Ma voi credete, ingenuo lettore, che, a malgrado delle vostre e delle nostre maledizioni, il Trovatore finirà d’infistolirci? Oibò. Siate certissimo che se si riaprirà qualche altro teatro di musica in Napoli, e sia pure il Teatro del Popolo o Donna Peppa trasformati in teatri di musica, il Trovatore farà gli onori di casa. E, se non sarà il Trovatore, sarà qualcuno de’suoi fratelli Simon Boccanera, Ernani o Rigoletto.
Per buona ventura, il Trovatore naufragò la sera del 3; altrimenti ce lo saremmo goduto per un’altra decinella di sere, e forse per l’intera stagione.
Del naufragio si salvarono le signore Palmieri e Tati, e il baritono sig.
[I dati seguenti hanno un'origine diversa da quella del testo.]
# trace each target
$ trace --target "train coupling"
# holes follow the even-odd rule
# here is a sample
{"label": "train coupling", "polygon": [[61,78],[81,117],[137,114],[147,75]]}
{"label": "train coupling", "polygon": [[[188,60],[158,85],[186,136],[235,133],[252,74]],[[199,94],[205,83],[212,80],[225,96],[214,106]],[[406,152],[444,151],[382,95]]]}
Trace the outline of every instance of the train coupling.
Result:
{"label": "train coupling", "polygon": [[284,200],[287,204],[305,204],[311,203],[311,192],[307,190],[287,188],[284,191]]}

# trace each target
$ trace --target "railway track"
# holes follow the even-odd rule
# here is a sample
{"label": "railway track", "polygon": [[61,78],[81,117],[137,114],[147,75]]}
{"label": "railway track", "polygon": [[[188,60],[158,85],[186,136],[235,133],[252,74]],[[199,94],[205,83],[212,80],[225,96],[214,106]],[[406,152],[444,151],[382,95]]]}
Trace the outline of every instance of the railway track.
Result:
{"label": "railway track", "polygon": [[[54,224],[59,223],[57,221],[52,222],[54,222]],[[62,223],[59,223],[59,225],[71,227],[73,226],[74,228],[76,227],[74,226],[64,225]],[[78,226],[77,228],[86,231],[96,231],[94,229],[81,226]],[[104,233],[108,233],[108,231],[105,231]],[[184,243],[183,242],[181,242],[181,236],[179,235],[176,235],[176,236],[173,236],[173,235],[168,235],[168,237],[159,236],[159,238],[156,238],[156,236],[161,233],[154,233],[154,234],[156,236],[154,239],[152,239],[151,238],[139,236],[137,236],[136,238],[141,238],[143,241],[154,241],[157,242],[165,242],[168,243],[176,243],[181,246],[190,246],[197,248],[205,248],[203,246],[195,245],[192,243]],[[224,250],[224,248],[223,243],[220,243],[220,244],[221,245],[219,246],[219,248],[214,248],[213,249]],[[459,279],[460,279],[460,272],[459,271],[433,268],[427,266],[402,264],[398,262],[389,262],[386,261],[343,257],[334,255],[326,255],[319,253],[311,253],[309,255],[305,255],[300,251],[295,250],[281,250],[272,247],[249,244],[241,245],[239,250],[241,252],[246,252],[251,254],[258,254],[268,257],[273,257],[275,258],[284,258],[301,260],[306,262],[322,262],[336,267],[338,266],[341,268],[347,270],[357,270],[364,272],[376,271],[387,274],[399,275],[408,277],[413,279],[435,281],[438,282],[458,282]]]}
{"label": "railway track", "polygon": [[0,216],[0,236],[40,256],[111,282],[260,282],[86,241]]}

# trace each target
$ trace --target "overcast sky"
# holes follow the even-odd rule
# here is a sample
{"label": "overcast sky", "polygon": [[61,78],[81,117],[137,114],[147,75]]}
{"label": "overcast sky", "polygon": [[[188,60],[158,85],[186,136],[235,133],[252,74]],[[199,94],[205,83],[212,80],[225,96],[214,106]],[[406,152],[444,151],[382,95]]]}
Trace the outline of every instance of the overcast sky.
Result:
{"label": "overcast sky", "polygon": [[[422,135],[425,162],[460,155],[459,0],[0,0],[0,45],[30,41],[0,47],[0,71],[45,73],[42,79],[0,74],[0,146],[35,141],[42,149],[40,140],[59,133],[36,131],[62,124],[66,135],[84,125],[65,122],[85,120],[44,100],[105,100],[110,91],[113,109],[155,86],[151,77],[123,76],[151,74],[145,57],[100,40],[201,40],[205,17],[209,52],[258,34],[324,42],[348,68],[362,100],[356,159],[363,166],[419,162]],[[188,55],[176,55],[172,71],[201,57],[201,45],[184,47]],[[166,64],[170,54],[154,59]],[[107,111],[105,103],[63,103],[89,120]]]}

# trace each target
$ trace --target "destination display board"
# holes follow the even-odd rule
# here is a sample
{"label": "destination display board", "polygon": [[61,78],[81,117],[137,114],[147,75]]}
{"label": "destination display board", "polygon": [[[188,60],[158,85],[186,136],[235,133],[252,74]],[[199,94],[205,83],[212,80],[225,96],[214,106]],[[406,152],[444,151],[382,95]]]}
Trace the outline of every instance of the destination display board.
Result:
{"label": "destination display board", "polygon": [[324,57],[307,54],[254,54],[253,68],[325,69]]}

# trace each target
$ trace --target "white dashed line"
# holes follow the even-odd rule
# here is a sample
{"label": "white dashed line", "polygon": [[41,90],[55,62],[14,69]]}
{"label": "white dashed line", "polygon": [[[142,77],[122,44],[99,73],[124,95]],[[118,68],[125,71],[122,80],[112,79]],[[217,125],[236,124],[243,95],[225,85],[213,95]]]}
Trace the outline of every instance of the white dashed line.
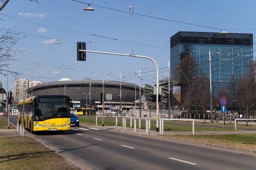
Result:
{"label": "white dashed line", "polygon": [[178,159],[173,158],[168,158],[173,159],[173,160],[175,160],[178,161],[180,161],[181,162],[185,162],[185,163],[189,163],[189,164],[192,164],[192,165],[197,165],[197,164],[196,163],[193,163],[192,162],[188,162],[187,161],[183,161],[183,160],[181,160],[181,159]]}
{"label": "white dashed line", "polygon": [[129,148],[130,149],[135,149],[135,148],[134,148],[130,147],[130,146],[126,146],[125,145],[120,145],[120,146],[123,146],[124,147]]}
{"label": "white dashed line", "polygon": [[100,139],[97,139],[97,138],[93,138],[93,139],[95,139],[101,141],[103,141],[103,140]]}
{"label": "white dashed line", "polygon": [[81,130],[90,130],[90,129],[86,129],[85,128],[77,128],[79,129],[81,129]]}
{"label": "white dashed line", "polygon": [[78,129],[73,129],[73,128],[71,128],[71,129],[72,130],[79,130]]}
{"label": "white dashed line", "polygon": [[93,129],[94,130],[101,130],[101,129],[97,129],[97,128],[88,128],[88,129]]}

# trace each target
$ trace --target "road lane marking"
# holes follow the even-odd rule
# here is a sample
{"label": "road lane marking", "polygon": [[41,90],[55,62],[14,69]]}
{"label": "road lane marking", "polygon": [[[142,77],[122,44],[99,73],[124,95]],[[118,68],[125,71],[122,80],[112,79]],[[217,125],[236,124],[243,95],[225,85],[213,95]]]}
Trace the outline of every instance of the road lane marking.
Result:
{"label": "road lane marking", "polygon": [[103,141],[103,140],[100,139],[97,139],[97,138],[93,138],[93,139],[96,139],[96,140],[99,140],[99,141]]}
{"label": "road lane marking", "polygon": [[93,129],[94,130],[101,130],[101,129],[98,129],[97,128],[88,128],[88,129]]}
{"label": "road lane marking", "polygon": [[82,130],[90,130],[90,129],[86,129],[85,128],[77,128],[79,129],[82,129]]}
{"label": "road lane marking", "polygon": [[173,160],[175,160],[178,161],[180,161],[181,162],[185,162],[185,163],[189,163],[189,164],[192,164],[192,165],[197,165],[196,163],[193,163],[192,162],[188,162],[187,161],[183,161],[183,160],[181,160],[181,159],[175,159],[175,158],[168,158],[173,159]]}
{"label": "road lane marking", "polygon": [[131,149],[135,149],[135,148],[132,148],[132,147],[130,147],[130,146],[126,146],[125,145],[120,145],[120,146],[123,146],[124,147],[129,148],[131,148]]}

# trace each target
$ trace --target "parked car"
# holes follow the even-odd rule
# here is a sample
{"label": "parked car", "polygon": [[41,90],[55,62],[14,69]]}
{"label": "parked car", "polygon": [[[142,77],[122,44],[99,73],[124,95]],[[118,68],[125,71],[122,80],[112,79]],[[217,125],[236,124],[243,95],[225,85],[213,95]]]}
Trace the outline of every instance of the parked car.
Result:
{"label": "parked car", "polygon": [[4,116],[8,116],[8,113],[6,112],[3,112],[3,115]]}
{"label": "parked car", "polygon": [[70,125],[72,126],[79,126],[79,119],[75,114],[72,113],[70,115]]}

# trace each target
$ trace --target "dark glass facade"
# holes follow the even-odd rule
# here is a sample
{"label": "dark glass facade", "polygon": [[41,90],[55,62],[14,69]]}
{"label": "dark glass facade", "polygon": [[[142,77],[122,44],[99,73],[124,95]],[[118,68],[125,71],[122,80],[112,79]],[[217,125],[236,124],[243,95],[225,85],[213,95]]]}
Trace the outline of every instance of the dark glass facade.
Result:
{"label": "dark glass facade", "polygon": [[250,33],[179,32],[170,38],[171,71],[190,55],[209,77],[211,56],[213,94],[217,97],[222,89],[228,91],[232,82],[245,77],[253,60],[253,44]]}

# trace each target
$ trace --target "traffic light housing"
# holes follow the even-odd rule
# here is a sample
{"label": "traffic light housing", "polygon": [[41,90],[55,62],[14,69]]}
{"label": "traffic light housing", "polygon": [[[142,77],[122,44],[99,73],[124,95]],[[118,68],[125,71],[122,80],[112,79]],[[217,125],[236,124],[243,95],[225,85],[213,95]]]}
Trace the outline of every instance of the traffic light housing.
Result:
{"label": "traffic light housing", "polygon": [[[163,96],[161,95],[158,95],[158,102],[161,102],[162,99],[161,99],[161,97],[162,97]],[[154,102],[156,102],[156,95],[152,95],[152,99],[151,101]]]}
{"label": "traffic light housing", "polygon": [[86,52],[85,51],[79,51],[79,50],[86,50],[86,44],[85,42],[77,42],[77,61],[86,61]]}
{"label": "traffic light housing", "polygon": [[7,98],[7,102],[6,102],[7,104],[11,104],[14,102],[14,98],[12,98],[12,93],[11,91],[9,91],[8,92],[8,96]]}
{"label": "traffic light housing", "polygon": [[100,93],[100,104],[102,104],[102,100],[103,99],[103,97],[104,96],[104,93]]}
{"label": "traffic light housing", "polygon": [[154,102],[156,102],[156,95],[152,95],[152,99],[151,101]]}

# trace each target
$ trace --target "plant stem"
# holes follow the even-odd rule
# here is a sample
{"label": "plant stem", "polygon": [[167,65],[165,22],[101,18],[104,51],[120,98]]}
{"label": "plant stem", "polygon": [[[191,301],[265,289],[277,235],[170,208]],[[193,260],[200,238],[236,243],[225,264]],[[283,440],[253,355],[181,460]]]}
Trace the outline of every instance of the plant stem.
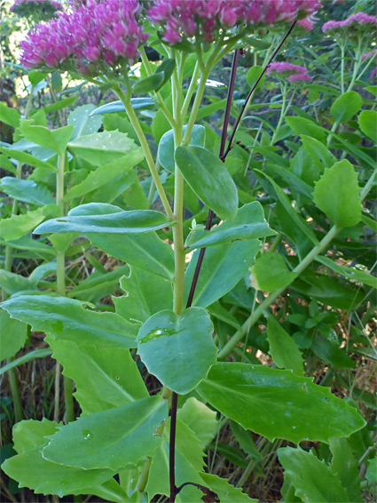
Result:
{"label": "plant stem", "polygon": [[148,168],[151,172],[151,175],[153,180],[154,185],[156,186],[157,192],[159,193],[160,198],[162,202],[162,205],[164,207],[165,212],[169,218],[169,220],[174,220],[173,212],[171,211],[170,204],[169,204],[168,197],[165,194],[165,190],[160,180],[159,173],[156,170],[153,157],[149,148],[149,145],[146,140],[145,135],[144,134],[144,132],[141,129],[137,117],[135,114],[135,110],[132,108],[130,93],[128,93],[129,96],[126,96],[119,86],[114,88],[113,91],[124,105],[130,122],[131,123],[132,127],[134,128],[135,132],[137,135],[138,140],[140,141],[140,145],[145,156],[146,164],[148,164]]}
Pandolfini.
Aspettiamo con grande ansietà la riproduzione d’una vera gemma musicale, che per lo spazio di ventitré anni gl’impresari che si sono succeduti nel sacrificare S. Carlo, non pensarono mai di rimettere in iscena; forse ci pensarono; ma che volete! Si poteva uscire dagli eterni Rigoletto, Ernani, Trovatore e Simon Boccanera?
La gemma, di cui parliamo, è la Fidanzata Corsa del Pacini, data la prima volta su le scene di S. Carlo nell’autunno del 1843, dopo i favolosi successi dalla Saffo dello stesso autore e della Vestale del m.° Mercadante.
La Fidanzata Corsa fu cantata in quel tempo da sommi artisti, come un Coletti, un Basadonna, un Fraschini; e fu giudicata un capolavoro.
Per quanto piacere risentiremo questa bella musica! Possa l’esecuzione rispondere al merito dell’opera! Essa va in iscena stasera domenica, salvo altri accidenti straordinari.
Diremo il nostro umile parere su i nuovi artisti allorché gli avremo sentiti in altra opera.
Che cosa diremo del nuovo ballo Elena? Non par vero che nell’anno 1866 si veggano ancora di simili bambolate su le scene di S. Carlo.
Ci permettano i gentili nostri lettori che ci fermiamo alquanto sul subbietto della Coreografia, nel quale ci piace di esporre alcune nostre particolari opinioni.
Noi non entriamo a discutere se il tempo della coreografia è passato; ma una cosa è certissima, ed è che i balli alla Tiganò, alla Gioja, alla Taglioni sono morti come muore quaggiù ogni cosa che ha fatto il suo tempo. Mutano i pubblici spettacoli a seconda dei tempi, de’popoli, de’costumi. Una volta gli uomini si divertivano a vedere sugli anfiteatri il loro simile divorato dalle bestie feroci; ridevano ed applaudivano quando i Mercurii, per assicurarsi che un gladiatore fosse morto davvero o non fingesse, gli conficcavano nelle aperte ferite le loro bacchette di rame infuocate; ridevano ed applaudivano più forte quando i Plutoni con le loro mazze spaccavano il cranio dello stesso gladiatore che si era finto morto per non essere più costretto a combattere. Vergini pudiche ed innocenti assistevano alla disperata agonia degli schiavi, le cui membra si dibattevano sotto i denti del tigre, dell’orso o del leone. Più tardi gli uomini si sollazzarono alla lotta de’tornei. Nel secolo decimonono gli uomini si divertono a veder muovere le braccia e le gambe ad una quarantina di fantocci d’ambo i sessi. Chi sa quale sarà il divertimento caratteristico del secolo venturo!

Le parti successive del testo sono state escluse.